ICI ON NOIE LES ALGÉRIENS, 17 OCTOBRE 1961 - LA CRITIQUE
Sous les matraques, la Seine

- Réalisateur : Adi, Yasmina
- Genre : Documentaire, Historique
- Nationalité : Français
- Date de sortie : 19 octobre 2011
Durée : 1h30mn
Un documentaire absolument essentiel revenant sur une page sombre de notre histoire nationale, témoignages accablants et documents d’époque à l’appui. Indispensable.
L’argument : A l’appel du Front de libération nationale (F.L.N.), des milliers d’Algériens venus de Paris et de toute la région parisienne, défilent, le 17 octobre 1961, contre le couvre-feu qui leur est imposé. Cette manifestation pacifique sera très sévèrement réprimée par les forces de l’ordre.
50 ans après, la cinéaste met en lumière une vérité encore taboue. Mêlant témoignages et archives inédites, histoire et mémoire, passé et présent, le film retrace les différentes étapes de ces événements, et révèle la stratégie et les méthodes mise en place au plus haut niveau de l’Etat : Manipulation de l’opinion publique, récusation systématique de toutes les accusations, verrouillage de l’information afin d’empêcher les enquêtes...
Notre avis : Le 17 octobre 2011 sera l’occasion de commémorer le cinquantième anniversaire d’un événement historique peu glorieux de notre histoire nationale.
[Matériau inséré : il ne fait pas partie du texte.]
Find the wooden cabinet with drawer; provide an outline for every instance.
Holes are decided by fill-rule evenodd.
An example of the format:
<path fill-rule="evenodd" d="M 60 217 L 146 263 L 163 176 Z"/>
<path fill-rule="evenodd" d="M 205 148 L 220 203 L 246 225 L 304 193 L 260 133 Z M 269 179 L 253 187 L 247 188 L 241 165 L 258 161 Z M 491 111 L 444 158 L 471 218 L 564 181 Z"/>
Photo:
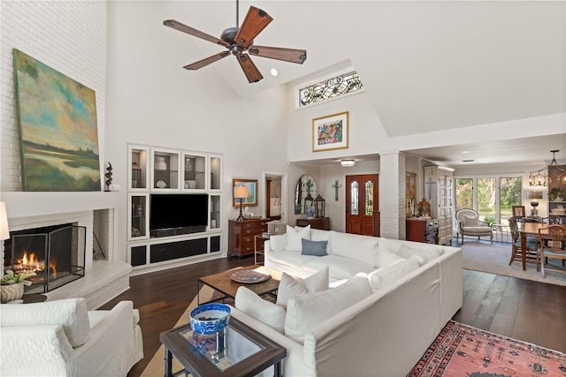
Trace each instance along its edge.
<path fill-rule="evenodd" d="M 267 231 L 269 219 L 228 221 L 228 256 L 243 257 L 256 250 L 254 237 Z"/>
<path fill-rule="evenodd" d="M 407 220 L 407 241 L 424 242 L 426 244 L 438 244 L 439 242 L 439 221 L 430 220 Z"/>

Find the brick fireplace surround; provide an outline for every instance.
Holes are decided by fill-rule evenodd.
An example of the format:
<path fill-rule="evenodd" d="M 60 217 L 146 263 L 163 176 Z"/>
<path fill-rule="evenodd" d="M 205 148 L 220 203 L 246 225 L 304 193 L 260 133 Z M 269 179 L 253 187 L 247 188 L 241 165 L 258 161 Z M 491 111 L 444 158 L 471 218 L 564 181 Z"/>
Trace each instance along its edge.
<path fill-rule="evenodd" d="M 132 267 L 117 258 L 115 233 L 120 192 L 2 192 L 10 231 L 73 222 L 87 228 L 85 276 L 46 293 L 48 300 L 81 297 L 94 310 L 129 288 Z M 93 260 L 96 230 L 106 259 Z M 4 250 L 2 253 L 4 266 Z"/>

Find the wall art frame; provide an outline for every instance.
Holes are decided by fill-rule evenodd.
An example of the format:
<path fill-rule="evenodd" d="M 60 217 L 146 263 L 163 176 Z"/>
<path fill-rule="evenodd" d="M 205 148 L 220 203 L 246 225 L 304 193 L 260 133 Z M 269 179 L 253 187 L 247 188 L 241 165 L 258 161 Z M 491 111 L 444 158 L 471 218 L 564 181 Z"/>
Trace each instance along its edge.
<path fill-rule="evenodd" d="M 312 119 L 312 151 L 348 147 L 349 111 Z"/>
<path fill-rule="evenodd" d="M 246 186 L 248 187 L 248 198 L 245 201 L 241 202 L 243 207 L 255 207 L 257 206 L 257 179 L 239 179 L 233 178 L 232 180 L 232 186 Z M 236 198 L 232 198 L 233 205 L 234 207 L 240 207 L 240 201 Z"/>
<path fill-rule="evenodd" d="M 512 206 L 512 209 L 514 217 L 521 218 L 525 216 L 524 206 Z"/>
<path fill-rule="evenodd" d="M 95 91 L 12 53 L 24 191 L 101 191 Z"/>

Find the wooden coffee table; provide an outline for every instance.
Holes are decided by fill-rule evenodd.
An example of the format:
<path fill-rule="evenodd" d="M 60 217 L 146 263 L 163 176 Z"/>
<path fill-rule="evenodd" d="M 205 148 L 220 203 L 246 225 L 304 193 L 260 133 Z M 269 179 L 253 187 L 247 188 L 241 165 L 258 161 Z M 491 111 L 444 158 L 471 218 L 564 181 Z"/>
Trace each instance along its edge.
<path fill-rule="evenodd" d="M 232 274 L 233 272 L 238 269 L 257 269 L 259 271 L 265 271 L 265 272 L 268 272 L 272 277 L 261 283 L 236 283 L 230 278 L 230 274 Z M 279 286 L 280 278 L 281 278 L 281 273 L 279 271 L 275 271 L 271 268 L 266 268 L 264 266 L 259 266 L 259 265 L 236 268 L 229 269 L 225 272 L 221 272 L 219 274 L 199 277 L 197 304 L 201 305 L 206 302 L 218 301 L 226 298 L 234 298 L 236 297 L 236 291 L 238 290 L 238 288 L 241 286 L 245 286 L 246 288 L 253 290 L 258 296 L 264 296 L 266 294 L 275 294 L 275 291 Z M 208 285 L 209 287 L 212 288 L 215 290 L 219 291 L 225 296 L 222 298 L 212 299 L 212 300 L 201 302 L 201 297 L 200 297 L 201 288 L 203 285 Z"/>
Effectivement, en cet automne 1961, quelques mois seulement avant la fin de la guerre d’Algérie, un nombre considérable d’Algériens sont descendus dans la rue à l’appel du FLN (Front de Libération Nationale) afin de protester contre le couvre-feu imposé aux Algériens vivant dans la capitale française. Face à l’afflux de manifestants, la police et les CRS ont alors mené une terrible répression qui ne trouve guère d’antécédent si ce n’est durant la Seconde Guerre mondiale. Gagnées par la fièvre du conflit qui se déroule alors dans la colonie algérienne, les forces de l’ordre dispersent les manifestants à coups de matraque et vont même jusqu’à jeter dans la Seine une soixantaine d’Algériens qui ne savent pas nager. Ils en profitent aussi pour procéder à des arrestations massives et même à des expulsions vers l’Algérie. Longtemps resté caché au grand public, puis volontairement escamoté des programmes scolaires (l’épisode est toujours absent de certains manuels d’histoire de Terminale alors que la décolonisation est au programme), l’événement honteux est aujourd’hui davantage connu en raison d’une multiplication de films de fiction et de documentaires. Parmi eux, Ici, on noie les Algériens est sans doute l’un des meilleurs.
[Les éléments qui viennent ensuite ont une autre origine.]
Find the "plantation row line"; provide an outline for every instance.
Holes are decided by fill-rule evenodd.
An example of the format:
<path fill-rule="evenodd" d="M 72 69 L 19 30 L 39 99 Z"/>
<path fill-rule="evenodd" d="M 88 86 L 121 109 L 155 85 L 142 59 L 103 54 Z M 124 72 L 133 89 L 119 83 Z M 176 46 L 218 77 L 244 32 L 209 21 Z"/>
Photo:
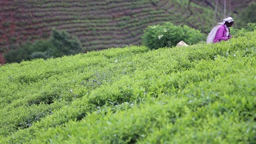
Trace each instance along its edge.
<path fill-rule="evenodd" d="M 134 130 L 133 130 L 133 132 L 129 130 L 132 129 L 126 129 L 127 131 L 122 130 L 122 131 L 127 131 L 127 134 L 130 134 L 127 135 L 127 137 L 126 134 L 124 135 L 125 136 L 124 137 L 126 137 L 124 138 L 124 141 L 129 141 L 131 138 L 130 136 L 131 136 L 131 139 L 134 139 L 133 140 L 139 139 L 135 138 L 135 135 L 138 134 L 137 131 L 140 131 L 141 134 L 143 134 L 148 140 L 149 139 L 153 141 L 156 141 L 157 139 L 154 140 L 150 138 L 152 135 L 149 135 L 145 131 L 149 129 L 144 129 L 145 127 L 149 127 L 149 128 L 152 127 L 153 129 L 154 128 L 165 128 L 166 123 L 170 124 L 170 122 L 173 126 L 177 127 L 176 129 L 178 129 L 179 125 L 183 125 L 182 124 L 185 124 L 183 127 L 185 125 L 188 128 L 188 129 L 181 129 L 181 130 L 183 130 L 184 133 L 187 131 L 185 134 L 188 133 L 188 135 L 190 138 L 190 136 L 192 137 L 192 135 L 189 134 L 193 131 L 193 127 L 195 127 L 193 124 L 196 123 L 196 121 L 193 122 L 189 121 L 191 123 L 188 123 L 188 121 L 184 120 L 191 120 L 191 117 L 193 116 L 195 117 L 195 119 L 206 118 L 206 116 L 204 115 L 209 113 L 212 116 L 211 118 L 207 119 L 207 121 L 211 119 L 218 119 L 218 116 L 220 116 L 218 115 L 220 115 L 218 114 L 218 112 L 222 111 L 222 114 L 225 112 L 225 109 L 223 110 L 219 109 L 222 107 L 217 106 L 219 104 L 218 100 L 219 99 L 222 100 L 220 101 L 222 105 L 224 105 L 223 107 L 228 107 L 228 106 L 237 105 L 236 103 L 243 101 L 243 99 L 247 98 L 245 103 L 248 104 L 242 105 L 240 108 L 236 107 L 236 108 L 234 109 L 234 111 L 233 111 L 235 113 L 240 113 L 244 111 L 249 111 L 252 110 L 252 107 L 252 107 L 252 104 L 253 103 L 253 97 L 255 95 L 240 97 L 240 95 L 248 95 L 251 94 L 251 92 L 253 92 L 251 89 L 253 87 L 250 87 L 250 85 L 253 83 L 253 79 L 248 79 L 248 81 L 237 81 L 237 79 L 234 78 L 239 77 L 241 79 L 238 80 L 243 80 L 246 77 L 253 77 L 255 74 L 255 72 L 252 70 L 253 67 L 252 66 L 255 64 L 254 62 L 255 60 L 255 52 L 254 52 L 255 50 L 253 49 L 253 46 L 255 45 L 255 36 L 254 36 L 256 35 L 255 34 L 255 32 L 248 33 L 246 37 L 240 37 L 237 39 L 231 39 L 226 43 L 214 45 L 202 44 L 182 49 L 162 49 L 148 52 L 145 52 L 147 51 L 146 47 L 131 46 L 125 49 L 89 52 L 85 55 L 78 55 L 73 57 L 65 57 L 61 59 L 59 58 L 55 60 L 49 59 L 46 61 L 38 59 L 31 62 L 22 62 L 20 64 L 16 64 L 16 67 L 14 67 L 15 64 L 4 67 L 1 68 L 1 72 L 4 74 L 3 76 L 0 78 L 2 79 L 1 81 L 3 82 L 1 87 L 4 88 L 3 89 L 7 89 L 4 88 L 5 87 L 12 86 L 11 87 L 13 87 L 12 92 L 16 93 L 16 94 L 14 95 L 19 95 L 19 97 L 17 97 L 16 100 L 13 101 L 12 104 L 8 105 L 6 103 L 2 104 L 4 107 L 6 107 L 3 109 L 4 111 L 2 112 L 4 112 L 8 110 L 11 110 L 13 106 L 19 107 L 18 109 L 19 112 L 11 110 L 9 112 L 13 113 L 10 114 L 10 115 L 20 115 L 19 116 L 23 118 L 22 119 L 16 118 L 15 121 L 9 120 L 8 121 L 9 124 L 8 124 L 8 126 L 6 125 L 7 127 L 5 126 L 3 128 L 4 130 L 0 130 L 6 133 L 1 134 L 2 135 L 7 135 L 8 131 L 17 131 L 16 130 L 17 127 L 20 130 L 14 135 L 1 139 L 9 142 L 17 142 L 17 141 L 27 142 L 33 139 L 36 139 L 34 142 L 38 141 L 49 141 L 50 139 L 56 141 L 68 140 L 69 140 L 68 134 L 77 135 L 78 134 L 72 132 L 73 131 L 72 130 L 64 130 L 65 128 L 62 127 L 56 128 L 56 129 L 61 128 L 64 129 L 63 130 L 59 129 L 57 131 L 61 134 L 67 133 L 67 131 L 71 133 L 63 134 L 62 135 L 65 135 L 64 137 L 51 138 L 52 136 L 57 135 L 54 132 L 56 131 L 54 131 L 54 127 L 66 123 L 67 129 L 73 129 L 71 128 L 73 126 L 77 129 L 83 129 L 85 133 L 87 133 L 86 131 L 92 133 L 91 130 L 95 130 L 94 131 L 95 131 L 95 134 L 92 133 L 91 135 L 88 135 L 86 137 L 88 139 L 86 140 L 88 141 L 92 140 L 90 139 L 90 138 L 93 139 L 97 136 L 99 136 L 98 137 L 99 139 L 95 140 L 100 141 L 104 139 L 103 137 L 105 137 L 104 139 L 107 140 L 115 140 L 113 137 L 114 135 L 112 135 L 113 134 L 111 133 L 106 133 L 107 131 L 101 131 L 105 132 L 102 133 L 102 135 L 101 133 L 96 134 L 97 132 L 100 131 L 100 128 L 102 127 L 101 125 L 99 125 L 98 127 L 95 125 L 88 128 L 83 124 L 82 127 L 85 129 L 88 129 L 88 130 L 84 130 L 84 128 L 76 124 L 76 123 L 79 124 L 79 122 L 75 123 L 75 122 L 82 120 L 81 123 L 83 123 L 84 121 L 90 118 L 91 115 L 94 115 L 93 113 L 97 112 L 105 113 L 106 109 L 108 110 L 109 108 L 112 110 L 107 111 L 109 113 L 108 115 L 108 115 L 109 117 L 105 117 L 109 121 L 106 119 L 104 121 L 98 121 L 100 122 L 99 124 L 101 123 L 104 124 L 107 122 L 114 123 L 114 120 L 112 121 L 109 119 L 112 117 L 115 117 L 114 116 L 112 115 L 112 112 L 113 115 L 115 112 L 120 114 L 127 112 L 126 115 L 130 116 L 130 112 L 131 112 L 130 110 L 128 112 L 125 112 L 127 110 L 122 112 L 123 110 L 127 110 L 125 107 L 132 110 L 139 109 L 136 110 L 142 112 L 147 111 L 148 115 L 150 115 L 150 117 L 153 119 L 143 118 L 142 121 L 145 122 L 145 124 L 148 123 L 149 121 L 147 119 L 152 119 L 152 121 L 150 122 L 155 122 L 156 119 L 153 118 L 157 118 L 158 115 L 153 115 L 151 113 L 155 111 L 151 109 L 149 110 L 148 109 L 146 109 L 147 110 L 145 111 L 143 110 L 142 107 L 144 107 L 144 106 L 149 107 L 148 107 L 149 106 L 147 106 L 147 104 L 160 104 L 155 107 L 153 106 L 153 108 L 157 110 L 156 111 L 159 111 L 160 110 L 160 107 L 157 107 L 161 106 L 162 108 L 162 105 L 166 104 L 166 106 L 163 109 L 162 113 L 160 113 L 172 116 L 173 119 L 166 119 L 174 121 L 172 122 L 172 121 L 164 121 L 160 123 L 160 125 L 158 125 L 159 127 L 155 127 L 154 125 L 147 126 L 144 125 L 144 122 L 138 123 L 138 124 L 140 123 L 141 127 L 135 124 Z M 246 48 L 248 50 L 245 50 Z M 142 53 L 138 53 L 136 50 Z M 234 56 L 234 55 L 236 56 Z M 224 62 L 225 62 L 224 63 Z M 40 64 L 38 64 L 38 63 Z M 52 68 L 48 68 L 49 64 L 51 65 Z M 208 67 L 205 67 L 205 65 Z M 241 65 L 247 68 L 245 69 Z M 31 68 L 40 70 L 37 70 L 35 73 L 35 71 Z M 15 71 L 14 69 L 20 69 L 20 71 Z M 10 76 L 11 77 L 9 78 Z M 223 79 L 224 77 L 226 78 Z M 230 82 L 230 80 L 233 80 L 231 81 L 234 82 L 235 86 L 238 86 L 242 83 L 240 87 L 237 88 L 238 89 L 236 92 L 239 92 L 238 93 L 234 93 L 234 89 L 232 89 L 232 85 L 230 86 L 228 83 Z M 62 81 L 63 82 L 62 82 Z M 19 83 L 22 85 L 20 85 Z M 19 86 L 17 85 L 19 85 Z M 44 86 L 45 88 L 42 88 L 42 86 Z M 209 89 L 208 87 L 211 87 L 213 89 Z M 246 87 L 248 89 L 248 91 L 244 89 Z M 38 90 L 35 88 L 38 88 Z M 223 88 L 226 88 L 226 89 L 223 91 L 219 91 Z M 29 89 L 32 90 L 31 91 Z M 71 89 L 72 90 L 72 92 Z M 34 93 L 33 91 L 39 91 Z M 8 92 L 7 90 L 5 92 L 1 92 L 1 95 L 5 95 L 5 93 L 9 93 L 10 92 Z M 27 96 L 22 100 L 19 100 L 18 98 L 23 98 L 23 95 L 25 93 Z M 233 96 L 236 97 L 228 97 L 231 93 L 233 93 L 234 94 Z M 225 97 L 222 98 L 218 96 L 223 95 Z M 32 95 L 33 97 L 31 97 Z M 237 97 L 237 95 L 240 96 Z M 167 101 L 168 99 L 165 99 L 165 97 L 169 97 L 168 98 L 173 98 L 173 99 L 172 99 L 173 100 L 173 102 L 171 102 L 172 100 Z M 9 99 L 11 98 L 10 97 L 4 96 L 1 98 L 5 99 L 2 99 L 3 101 L 13 100 Z M 179 99 L 174 99 L 176 98 Z M 152 101 L 150 100 L 152 98 L 153 99 Z M 56 99 L 55 100 L 52 100 L 55 99 Z M 62 101 L 58 101 L 59 99 L 61 99 Z M 233 99 L 236 100 L 234 101 Z M 37 99 L 40 101 L 33 101 L 33 100 Z M 154 100 L 157 100 L 156 103 L 154 103 Z M 232 103 L 232 106 L 229 106 L 228 104 L 229 103 L 226 103 L 226 100 L 235 102 Z M 48 101 L 50 103 L 49 105 L 47 104 Z M 185 103 L 186 101 L 187 103 Z M 172 104 L 167 104 L 169 103 Z M 180 104 L 177 105 L 177 103 Z M 185 106 L 184 106 L 184 103 Z M 173 106 L 173 104 L 177 106 L 174 107 L 176 107 L 175 109 L 173 109 L 173 106 Z M 136 106 L 135 107 L 141 105 L 142 107 L 139 107 L 142 109 L 139 109 L 139 107 L 133 108 L 133 105 Z M 180 108 L 180 106 L 183 108 Z M 171 113 L 166 113 L 165 110 L 169 111 L 171 110 L 170 107 L 172 107 L 172 109 L 173 111 L 171 111 Z M 202 111 L 197 111 L 197 109 L 201 109 Z M 50 109 L 53 110 L 49 111 Z M 212 109 L 214 111 L 211 111 Z M 25 111 L 29 111 L 30 113 L 24 113 Z M 38 113 L 37 115 L 36 113 Z M 42 113 L 44 113 L 44 115 Z M 173 115 L 174 113 L 181 113 L 181 115 Z M 232 115 L 232 113 L 229 113 Z M 48 116 L 45 117 L 47 115 Z M 97 116 L 102 115 L 97 115 Z M 217 117 L 216 116 L 217 116 Z M 141 115 L 140 116 L 141 117 Z M 18 116 L 16 116 L 15 118 L 16 117 Z M 127 123 L 134 124 L 136 123 L 132 121 L 133 119 L 137 119 L 137 117 L 134 119 L 126 118 L 125 119 L 130 119 L 128 121 L 130 123 L 127 122 Z M 38 120 L 38 117 L 39 120 Z M 242 118 L 242 117 L 243 116 L 241 116 L 240 118 Z M 185 119 L 182 118 L 185 118 Z M 3 121 L 7 123 L 8 120 L 5 119 L 11 118 L 10 116 L 5 116 L 5 118 L 3 118 L 4 119 Z M 84 120 L 82 119 L 83 118 Z M 220 118 L 223 120 L 222 117 Z M 248 118 L 249 118 L 248 122 L 251 122 L 249 121 L 251 119 L 249 116 Z M 122 120 L 125 121 L 123 119 Z M 73 121 L 74 123 L 72 122 Z M 159 122 L 161 121 L 160 119 L 158 121 L 157 121 Z M 33 122 L 36 121 L 38 122 L 32 123 Z M 208 128 L 209 127 L 208 125 L 203 126 L 205 125 L 205 124 L 207 123 L 207 121 L 205 121 L 202 123 L 196 123 L 196 126 L 197 128 L 202 127 Z M 94 123 L 94 124 L 97 123 L 92 122 L 92 123 Z M 223 121 L 224 125 L 228 122 L 229 121 Z M 234 127 L 234 129 L 236 130 L 235 131 L 239 131 L 237 129 L 241 129 L 245 126 L 246 123 L 243 122 L 242 119 L 240 119 L 238 123 L 232 122 L 234 125 L 239 123 L 239 127 Z M 88 123 L 87 121 L 86 123 Z M 21 124 L 18 124 L 19 123 Z M 151 124 L 151 122 L 149 123 Z M 119 125 L 121 124 L 120 123 L 117 124 L 117 127 L 123 128 Z M 27 127 L 26 124 L 28 124 Z M 247 128 L 251 127 L 252 124 L 252 123 L 249 123 L 248 125 L 243 128 Z M 131 125 L 129 125 L 131 127 Z M 21 129 L 28 127 L 28 129 L 21 130 Z M 49 128 L 51 128 L 49 129 Z M 97 128 L 98 128 L 98 129 Z M 107 127 L 107 128 L 108 131 L 116 131 L 110 130 L 111 128 L 117 129 L 118 127 L 112 125 L 111 127 Z M 219 129 L 216 127 L 213 127 L 212 129 L 214 128 L 218 130 Z M 160 130 L 164 130 L 165 129 Z M 46 133 L 42 133 L 42 131 L 46 131 Z M 113 133 L 118 136 L 118 133 Z M 164 133 L 164 131 L 162 133 Z M 161 134 L 162 134 L 162 133 L 161 133 Z M 201 134 L 198 133 L 199 136 Z M 229 131 L 228 133 L 229 133 Z M 247 134 L 251 136 L 252 134 L 252 131 L 250 131 Z M 176 133 L 173 133 L 174 134 Z M 152 135 L 153 134 L 159 135 L 159 134 L 153 133 Z M 92 137 L 93 135 L 97 135 L 97 136 Z M 132 138 L 133 135 L 135 137 Z M 243 136 L 247 139 L 248 135 L 244 133 Z M 102 137 L 104 135 L 109 137 L 108 137 L 108 138 Z M 118 138 L 120 136 L 117 137 Z M 75 137 L 77 137 L 75 136 L 72 139 L 75 139 Z M 203 136 L 199 137 L 203 139 Z"/>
Rompue à l’exercice, la documentariste Yasmina Adi a déjà réalisé pour la télévision un excellent L’autre 8 mai 1945 - Aux origines de la guerre d’Algérie qui rappelait la répression menée par la France le jour même de la victoire pour contrer les volontés indépendantistes du peuple algérien. Elle se penche cette fois-ci avec talent sur l’épisode de 1961 et le résultat final fait froid dans le dos. Utilisant avec raison des sources officielles (émissions radiophoniques et coupures d’une presse sous contrôle) qu’elle confronte aux témoignages de gens ayant vécu l’événement, elle dresse un état des lieux glaçant de la France d’alors. Si les témoignages des femmes des victimes étaient indispensables, on est davantage séduit par les points de vue des anciens manifestants eux-mêmes, ainsi que ceux des médecins français qui ont accueilli les blessés dans les hôpitaux. On est également surpris par l’ampleur de la répression menée plusieurs jours après la manifestation. Ainsi, le maintien en détention de milliers de personnes dans le Palais des Sports réquisitionné pour l’occasion nous rappelle immédiatement l’épisode de la rafle du Vel’d’Hiv’, autre heure sombre de l’histoire de la police française. Et que dire des expulsions menées tambour battant si ce n’est qu’elles nous font songer aux charters de clandestins qui partent encore de nos jours.
Chronique du racisme le plus abject, Ici on noie les Algériens est tout simplement un documentaire indispensable.